2010年はキャンプから怪我で出遅れたものの、チームは開幕から3連勝、4連敗・5連敗と浮き沈みが激しいシーズンとなる。中断明け以降は出場機会にも恵まれたが同シーズンをもって現役を退いた。
早川知伸の引退後と現在
早川は引退後、2011年から横浜FCのユースコーチに就任。
2015年からはトップチームのコーチを務めている。
2019年、横浜FCは躍進を続けた。
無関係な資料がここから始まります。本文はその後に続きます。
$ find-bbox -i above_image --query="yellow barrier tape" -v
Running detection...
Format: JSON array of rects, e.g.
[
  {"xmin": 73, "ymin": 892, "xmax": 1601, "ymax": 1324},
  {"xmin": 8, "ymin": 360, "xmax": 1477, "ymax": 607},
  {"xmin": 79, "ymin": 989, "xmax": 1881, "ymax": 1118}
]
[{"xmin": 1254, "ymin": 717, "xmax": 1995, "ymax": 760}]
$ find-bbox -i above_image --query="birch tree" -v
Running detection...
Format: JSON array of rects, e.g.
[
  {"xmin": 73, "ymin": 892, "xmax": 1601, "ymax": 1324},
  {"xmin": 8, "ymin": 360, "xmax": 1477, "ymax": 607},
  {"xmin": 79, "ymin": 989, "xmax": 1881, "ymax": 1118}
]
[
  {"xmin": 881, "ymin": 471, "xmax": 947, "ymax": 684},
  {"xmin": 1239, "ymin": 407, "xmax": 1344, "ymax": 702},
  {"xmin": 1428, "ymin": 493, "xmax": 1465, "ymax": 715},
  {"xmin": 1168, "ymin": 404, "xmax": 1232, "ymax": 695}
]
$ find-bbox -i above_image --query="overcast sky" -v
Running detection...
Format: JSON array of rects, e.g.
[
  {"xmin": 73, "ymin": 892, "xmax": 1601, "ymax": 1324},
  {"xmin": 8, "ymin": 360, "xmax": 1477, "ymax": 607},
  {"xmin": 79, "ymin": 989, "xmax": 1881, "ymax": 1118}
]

松尾佑介や中山克広ら若手と松井大輔、レアンドロ・ドミンゲスらベテランが見事に融合し躍動感あるサッカーを展開した。
早川が横浜FCへ移籍してきた2003年頃は、横浜FCは固定の練習場を持たないクラブだった。練習場を毎日転々とし、練習場所によってはシャワーや更衣室が無いなんていうのも当たり前の状況だった。今ではクラブハウスも専用練習場もありサッカーをするのに不自由ない環境が整っている。選手層もJ2ではトップレベルの戦力が揃っている。
そして2023年からはJ3の松本山雅FCのコーチに就任した。
何も無かった時代を戦った男は現在、コーチとしてチームを指導し念願のJ1へ向けて歩みを速めていく。